Little did I know that I would be rubbing elbows with such a diverse crowd during my first live encounter with the adorably geeky techno musician. This was the first 18+ show I had ever attended at Crescent; and to be honest, I had no idea the line-up, consisting of the aforementioned bands and Fol Chen, would attract such a young crowd.
Before Baths took the stage, though, I was eager to watch the bizarre, dark-pop-experimental foursome from California, Fol Chen. I listened to a few tracks prior to the show and was genuinely interested to watch them in action. Why?
Watching them live, I quickly realized what made their sound so unique. It was so disjointed — almost as if they had rummaged through a junkyard of discarded samples, carefully taking the seemingly superfluous sounds and upcycling them into a whimsical, yet well-crafted set.
And then I read their bio: “Fol Chen has created a signature sound from field recordings and an electronic junk drawer, building compound beats and sending warped vocal transmissions.” Yep, that explains it pretty well.
About 10 to 15 minutes and one Moscow Mule later, Baths took the stage, engaging the audience in not only his tranquilizing, yet energetic set, but also his quirky banter.
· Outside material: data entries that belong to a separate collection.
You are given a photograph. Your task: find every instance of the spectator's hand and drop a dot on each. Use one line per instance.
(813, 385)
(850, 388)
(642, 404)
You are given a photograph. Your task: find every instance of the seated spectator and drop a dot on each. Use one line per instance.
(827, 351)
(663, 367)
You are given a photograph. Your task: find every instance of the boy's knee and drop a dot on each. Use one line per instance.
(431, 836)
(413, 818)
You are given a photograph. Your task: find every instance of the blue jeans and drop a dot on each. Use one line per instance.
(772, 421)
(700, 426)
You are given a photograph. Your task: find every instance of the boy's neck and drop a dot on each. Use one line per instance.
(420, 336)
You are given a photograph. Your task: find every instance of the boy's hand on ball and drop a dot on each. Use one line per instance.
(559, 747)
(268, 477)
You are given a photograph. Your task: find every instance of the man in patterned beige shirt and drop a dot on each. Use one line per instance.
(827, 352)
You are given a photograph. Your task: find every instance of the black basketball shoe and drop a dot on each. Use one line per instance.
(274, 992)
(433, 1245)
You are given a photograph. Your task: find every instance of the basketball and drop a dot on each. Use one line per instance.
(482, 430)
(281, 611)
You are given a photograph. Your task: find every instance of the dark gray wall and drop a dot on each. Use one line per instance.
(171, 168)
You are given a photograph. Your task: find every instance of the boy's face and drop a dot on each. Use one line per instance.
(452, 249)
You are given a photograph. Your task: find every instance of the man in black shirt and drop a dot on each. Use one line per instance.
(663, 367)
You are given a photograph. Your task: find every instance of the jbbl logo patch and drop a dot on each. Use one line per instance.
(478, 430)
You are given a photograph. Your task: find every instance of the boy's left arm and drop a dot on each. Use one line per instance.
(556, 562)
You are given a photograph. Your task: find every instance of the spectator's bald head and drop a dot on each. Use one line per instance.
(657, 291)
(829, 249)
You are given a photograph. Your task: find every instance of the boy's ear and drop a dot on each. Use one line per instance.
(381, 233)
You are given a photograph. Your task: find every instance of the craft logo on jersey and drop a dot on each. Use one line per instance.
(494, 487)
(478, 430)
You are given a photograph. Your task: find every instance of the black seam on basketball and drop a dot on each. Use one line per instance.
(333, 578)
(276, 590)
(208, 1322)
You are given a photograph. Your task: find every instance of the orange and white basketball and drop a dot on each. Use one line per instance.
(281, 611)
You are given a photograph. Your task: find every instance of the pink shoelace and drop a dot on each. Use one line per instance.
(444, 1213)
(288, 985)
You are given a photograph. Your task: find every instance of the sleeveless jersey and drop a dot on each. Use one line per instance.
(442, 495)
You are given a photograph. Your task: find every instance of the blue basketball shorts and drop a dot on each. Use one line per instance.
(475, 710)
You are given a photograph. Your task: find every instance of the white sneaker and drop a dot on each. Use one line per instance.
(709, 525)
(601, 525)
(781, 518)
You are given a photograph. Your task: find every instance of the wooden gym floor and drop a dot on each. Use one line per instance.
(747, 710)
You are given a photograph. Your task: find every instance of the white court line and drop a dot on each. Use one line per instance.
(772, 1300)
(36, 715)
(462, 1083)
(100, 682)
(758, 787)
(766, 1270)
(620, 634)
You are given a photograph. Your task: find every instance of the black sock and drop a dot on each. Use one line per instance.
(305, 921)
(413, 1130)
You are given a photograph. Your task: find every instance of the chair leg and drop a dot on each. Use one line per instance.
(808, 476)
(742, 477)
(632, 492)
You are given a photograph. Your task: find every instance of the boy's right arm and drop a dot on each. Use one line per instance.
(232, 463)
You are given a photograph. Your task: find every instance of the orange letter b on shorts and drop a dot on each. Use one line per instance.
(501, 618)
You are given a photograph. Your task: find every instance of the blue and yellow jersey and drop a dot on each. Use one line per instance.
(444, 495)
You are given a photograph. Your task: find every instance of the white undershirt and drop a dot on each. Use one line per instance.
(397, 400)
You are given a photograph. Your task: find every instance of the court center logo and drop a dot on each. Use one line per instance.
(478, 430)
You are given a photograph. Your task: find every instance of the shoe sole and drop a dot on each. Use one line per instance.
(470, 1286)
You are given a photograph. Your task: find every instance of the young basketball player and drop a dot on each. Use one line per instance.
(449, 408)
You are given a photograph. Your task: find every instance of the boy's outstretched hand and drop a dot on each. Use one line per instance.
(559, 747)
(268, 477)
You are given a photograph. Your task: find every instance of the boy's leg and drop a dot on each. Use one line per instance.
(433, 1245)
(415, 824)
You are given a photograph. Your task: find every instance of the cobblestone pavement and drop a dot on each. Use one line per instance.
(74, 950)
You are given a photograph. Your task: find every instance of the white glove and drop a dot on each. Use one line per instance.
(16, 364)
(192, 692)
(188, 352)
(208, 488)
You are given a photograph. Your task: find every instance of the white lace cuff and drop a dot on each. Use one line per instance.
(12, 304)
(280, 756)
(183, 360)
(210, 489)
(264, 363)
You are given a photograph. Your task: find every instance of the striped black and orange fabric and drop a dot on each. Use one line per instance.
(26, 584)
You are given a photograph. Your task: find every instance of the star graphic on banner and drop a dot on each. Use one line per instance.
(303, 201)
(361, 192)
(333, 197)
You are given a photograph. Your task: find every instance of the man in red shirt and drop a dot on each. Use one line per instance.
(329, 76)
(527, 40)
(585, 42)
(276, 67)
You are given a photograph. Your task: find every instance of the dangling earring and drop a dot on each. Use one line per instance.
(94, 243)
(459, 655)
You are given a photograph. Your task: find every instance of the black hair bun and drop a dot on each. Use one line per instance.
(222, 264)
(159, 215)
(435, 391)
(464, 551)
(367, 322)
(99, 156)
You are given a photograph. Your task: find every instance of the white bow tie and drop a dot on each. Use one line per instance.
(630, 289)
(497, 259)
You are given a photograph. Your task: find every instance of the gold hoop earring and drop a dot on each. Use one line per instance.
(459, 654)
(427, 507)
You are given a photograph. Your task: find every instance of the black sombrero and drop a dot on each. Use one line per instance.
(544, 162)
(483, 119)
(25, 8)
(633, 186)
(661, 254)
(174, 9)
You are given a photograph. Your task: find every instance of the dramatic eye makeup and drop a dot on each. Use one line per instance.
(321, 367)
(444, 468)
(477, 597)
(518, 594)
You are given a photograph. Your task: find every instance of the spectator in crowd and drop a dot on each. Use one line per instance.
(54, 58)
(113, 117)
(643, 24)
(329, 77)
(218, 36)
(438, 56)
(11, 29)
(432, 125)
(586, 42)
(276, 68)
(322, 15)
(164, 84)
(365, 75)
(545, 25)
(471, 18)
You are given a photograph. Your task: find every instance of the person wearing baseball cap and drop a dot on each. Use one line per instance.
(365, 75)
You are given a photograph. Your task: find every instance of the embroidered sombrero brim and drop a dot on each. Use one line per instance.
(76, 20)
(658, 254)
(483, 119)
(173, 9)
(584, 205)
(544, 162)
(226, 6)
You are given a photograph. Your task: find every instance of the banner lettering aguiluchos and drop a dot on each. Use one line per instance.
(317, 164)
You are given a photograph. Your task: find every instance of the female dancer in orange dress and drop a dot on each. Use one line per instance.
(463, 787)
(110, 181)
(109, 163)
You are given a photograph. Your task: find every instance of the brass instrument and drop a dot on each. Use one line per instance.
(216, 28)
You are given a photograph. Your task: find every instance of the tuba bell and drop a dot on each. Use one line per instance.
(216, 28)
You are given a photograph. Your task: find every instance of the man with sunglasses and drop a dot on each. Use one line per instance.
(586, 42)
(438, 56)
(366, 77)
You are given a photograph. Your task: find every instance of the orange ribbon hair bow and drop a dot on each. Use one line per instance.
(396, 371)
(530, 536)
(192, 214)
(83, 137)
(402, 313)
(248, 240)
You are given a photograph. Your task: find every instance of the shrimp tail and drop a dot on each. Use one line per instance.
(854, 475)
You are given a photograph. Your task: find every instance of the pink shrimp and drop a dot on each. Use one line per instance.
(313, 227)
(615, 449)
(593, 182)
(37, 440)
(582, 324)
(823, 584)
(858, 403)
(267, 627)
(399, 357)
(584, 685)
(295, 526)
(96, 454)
At the end of his introduction, a succession of three tracks from “Cerulean,” I knew I wasn’t the only one in that room who had undergone a Baths binge at one point. The crowd became a chorus, reciting lyrics of cool days, elephants and giraffes. However, it was his parting words, from one of his new tracks of his upcoming album “Obsidian,” that stuck with me: “Is it a matter of love, or is it just my face?” This proved to be one of the more powerful closers I had witnessed; he had performed the song with such intensity. Now I’m more eager than ever to listen to “Obsidian” in its entirety.
And then came Why? To be perfectly honest, I couldn’t quite get into the folk/indie/new wave band from Ohio. But I can’t say the same about the Why? fans that night. They loved every minute of it.
Aside from seeing Geographer earlier in the year at Rhythm Room, Baths quickly ranked as one of the top memorable, moving performances I’d seen. And I can’t wait for “Obsidian” to drop on May 28. I’ve been waiting for a new album to listen to on repeat — and I think this just may be it.